Героиня ее нынешнего сюжета – Нарин Аримян – нейрохирург, впервые сумевшая провести операцию по имплантации вставочных нейронов в продолговатый мозг. Это было не просто рядовое спасение жизни парня, попавшего в аварию, нет. Это был прорыв в медицине: теперь даже те, у кого поврежден спиной мозг, кто, казалось бы, навеки прикован к кровати, получили шанс встать на ноги.
Однако, впервые услышав армянское имя, Татьяна почему-то решила: герой ее сюжета – мужчина. Каково же было удивление журналистки, когда этим морозным утром, зайдя в кабинет, на коне которого мороз вывел причудливые узоры, она увидела хрупкую женщину. Халат цвета первого снега, светлые волосы, тронутые сединой, и свет, белый свет, исходивший от этой удивительной женщины, ее героини. Татьяна тряхнула головой, прогоняя наваждение, и посмотрела на хирурга уже другим, цепким, профессиональным взглядом. Журналистка удивилась повторно: это она провела со скальпелем восемнадцать часов у операционного стола? Держала в руках кранитом весом в несколько килограмм? Вскрывала череп? Эта хрупкая восточная женщина?
– Запись пошла, – оповестил оператор.
Журналистка отмахнулась от ненужных мыслей и приступила к интервью:
– Нарин, скажите, в чем уникальность проведенной вами операции?
Хирург улыбнулась и начала рассказ, щедро сдабривая его медицинскими терминами. «Все как всегда», – подумалось Татьяне. Но вот положенный материал был отснят, шли последние минуты, но журналистке хотелось остроты. Репортаж выходил уж очень пресным.
– Скажите, как Вы решились на такую операцию? Шанс, что пациент выживет после нее, по вашим же словам, был ничтожно мал. Это были ваши амбиции? Вы так пытались опробовать свои научные наработки на практике или что?
Прежде чем ответить, хирург внимательно посмотрела в глаза журналистке, а потом спросила ее:
– Знаете, что самое тяжелое в моей работе?

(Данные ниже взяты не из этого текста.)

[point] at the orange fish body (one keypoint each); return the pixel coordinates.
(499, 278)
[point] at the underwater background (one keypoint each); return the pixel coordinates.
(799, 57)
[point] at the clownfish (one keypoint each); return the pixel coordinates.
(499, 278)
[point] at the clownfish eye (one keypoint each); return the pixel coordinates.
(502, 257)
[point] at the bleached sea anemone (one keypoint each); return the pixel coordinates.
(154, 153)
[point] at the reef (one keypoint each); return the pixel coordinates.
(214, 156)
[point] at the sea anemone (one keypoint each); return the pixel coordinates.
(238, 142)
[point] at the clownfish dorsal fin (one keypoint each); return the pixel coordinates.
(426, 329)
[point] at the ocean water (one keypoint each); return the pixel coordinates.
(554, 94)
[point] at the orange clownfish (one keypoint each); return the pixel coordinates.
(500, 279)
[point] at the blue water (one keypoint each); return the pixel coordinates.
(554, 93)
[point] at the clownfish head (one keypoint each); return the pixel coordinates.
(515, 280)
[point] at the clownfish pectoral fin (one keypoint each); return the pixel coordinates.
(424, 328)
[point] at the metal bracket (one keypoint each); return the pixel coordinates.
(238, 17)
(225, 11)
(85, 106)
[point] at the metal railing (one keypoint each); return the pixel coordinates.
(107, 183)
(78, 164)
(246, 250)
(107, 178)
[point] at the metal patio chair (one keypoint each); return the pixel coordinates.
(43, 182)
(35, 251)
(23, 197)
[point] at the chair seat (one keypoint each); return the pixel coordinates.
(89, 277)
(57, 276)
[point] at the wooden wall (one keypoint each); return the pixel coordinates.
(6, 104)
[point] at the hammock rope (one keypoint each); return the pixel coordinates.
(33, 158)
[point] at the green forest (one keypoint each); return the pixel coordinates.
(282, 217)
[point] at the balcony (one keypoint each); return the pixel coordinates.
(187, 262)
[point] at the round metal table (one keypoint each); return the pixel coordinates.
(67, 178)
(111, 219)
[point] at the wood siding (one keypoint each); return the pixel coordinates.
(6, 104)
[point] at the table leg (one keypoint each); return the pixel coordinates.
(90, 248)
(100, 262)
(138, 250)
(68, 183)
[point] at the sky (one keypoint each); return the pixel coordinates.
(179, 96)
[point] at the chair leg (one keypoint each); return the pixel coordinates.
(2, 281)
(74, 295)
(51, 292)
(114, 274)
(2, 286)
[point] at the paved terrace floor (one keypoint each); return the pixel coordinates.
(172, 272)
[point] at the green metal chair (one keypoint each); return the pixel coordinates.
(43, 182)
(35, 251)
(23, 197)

Татьяна растерялась. Она ждала агрессивного ответа, оправданий, крика: «Вон!», но не вопроса, заданного мягким усталым голосом.
– Нет.
– Самое сложное – это смотреть в глаза матери, выходя из операционной и говорить, что ты не смогла спасти ее сына, что ее ребенок лежал перед тобой, а ты проиграла этот извечный бой со смертью. Видеть, как враз седеют виски, каменеет лицо, боль и осколки веры в глазах. – Врач словно погрузилась в воспоминания. Она долго молчала, а оператор и журналистка боялись пошевелиться. Наконец Нарин продолжила: – Я предпочту отдать десять лет жизни за раз, чем прожить пять минут, глядя глаза в глаза матери, вмиг потерявшей смысл жизни.
Прошло пять лет. Татьяна заняла вожделенное место, перестала быть «полевиком». Готовясь к предновогоднему эфиру, она просматривала репортажи, сверяя их с текстом. Ее взгляд зацепился за некролог: «Ушла из жизни Нарин Аримян…».